I was talking about coaching experiences yesterday with Skip Angel. I said that I try to get management who feel they want to implement Agile practices to understand that, before too long, they will need to face organizational, not just team practice, changes. At one point in our discussion, Skip said the phrase that is the title of this blog and he is quite right. When management starts to look for improvements in their product development efforts, they usually do not put out RFPs for organizational change. Someone normally decides, based on peer discussion or reading, that some method, technique, practice, etc. seems to be working for some other folks and that it might be what they need, so they ask for something along those lines. Something like Agile, for example.
In this regard, Agile “transformations” are no different than the organizational efforts in the 80s and 90s to implement ISO 9001, CMM, ITIL, COBIT, etc. That is, small changes at individual or team levels are possible, but the real benefit of pursuing any of these is to look at their impact organizationally. Even when companies do this, there seems to be the feeling that the desired improvement will occur with minimal impact, i.e., with little actual change required.

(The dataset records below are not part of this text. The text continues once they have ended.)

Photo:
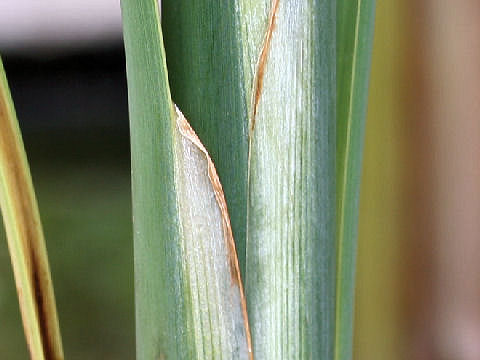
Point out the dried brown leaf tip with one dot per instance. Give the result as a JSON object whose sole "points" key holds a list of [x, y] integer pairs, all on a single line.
{"points": [[187, 132], [261, 64]]}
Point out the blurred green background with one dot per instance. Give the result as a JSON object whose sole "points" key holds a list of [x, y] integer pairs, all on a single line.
{"points": [[72, 109]]}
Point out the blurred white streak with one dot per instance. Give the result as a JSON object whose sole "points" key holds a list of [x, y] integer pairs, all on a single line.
{"points": [[33, 25]]}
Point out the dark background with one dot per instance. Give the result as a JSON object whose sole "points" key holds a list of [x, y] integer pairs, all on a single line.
{"points": [[72, 110]]}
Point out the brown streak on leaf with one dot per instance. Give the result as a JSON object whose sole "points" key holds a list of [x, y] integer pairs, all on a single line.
{"points": [[262, 61], [187, 131]]}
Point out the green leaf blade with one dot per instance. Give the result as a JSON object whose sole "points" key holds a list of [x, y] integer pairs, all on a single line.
{"points": [[188, 303], [290, 277], [354, 46], [205, 67]]}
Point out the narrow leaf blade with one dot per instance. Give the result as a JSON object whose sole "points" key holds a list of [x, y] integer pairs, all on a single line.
{"points": [[354, 47]]}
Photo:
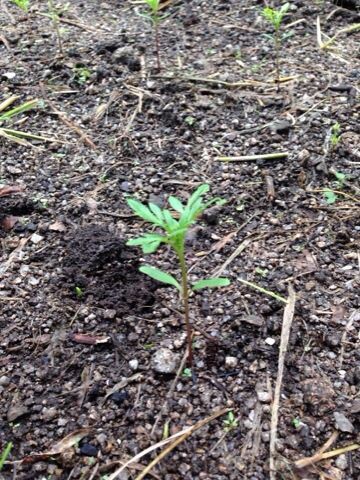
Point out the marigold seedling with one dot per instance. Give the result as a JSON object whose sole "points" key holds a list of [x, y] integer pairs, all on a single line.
{"points": [[275, 18], [335, 134], [230, 423], [23, 4], [4, 454], [174, 230]]}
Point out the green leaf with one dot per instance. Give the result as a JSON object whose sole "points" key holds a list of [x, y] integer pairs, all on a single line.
{"points": [[171, 223], [211, 283], [176, 204], [143, 211], [160, 276], [153, 4], [330, 196], [149, 242]]}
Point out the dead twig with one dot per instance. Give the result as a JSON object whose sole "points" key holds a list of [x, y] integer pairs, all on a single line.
{"points": [[62, 116], [245, 158], [285, 334]]}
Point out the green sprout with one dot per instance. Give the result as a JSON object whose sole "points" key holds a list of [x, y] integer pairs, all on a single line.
{"points": [[81, 75], [54, 15], [189, 120], [4, 454], [329, 196], [153, 15], [79, 292], [174, 235], [296, 423], [187, 373], [275, 18], [23, 4], [230, 423], [335, 134], [7, 115]]}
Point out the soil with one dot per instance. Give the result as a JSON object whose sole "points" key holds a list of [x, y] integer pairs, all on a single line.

This usually results in attempts to immediately “tailor” the chosen approach and produce a “hybrid” version of what has been selected. The reasons for this are varied, but seem to boil down to organizational (un)readiness for the change the approach asks be pursued when it expands beyond team/functional area impacts. This, in turn, is often manifested by team level training that focuses on practices and techniques without conveying what I believe to be an understanding of the values and principles behind the practices. The resulting tailoring and hybrid practices can then miss the point of the originally recommended practices, often losing the impact intended. At some point, people begin to wonder why the desired improvements are not happening or happening fast enough or at the level of impact desired/expected.
I think one reason organizations ending up in this situation is that they, indeed, didn’t start out “shopping for organizational change.”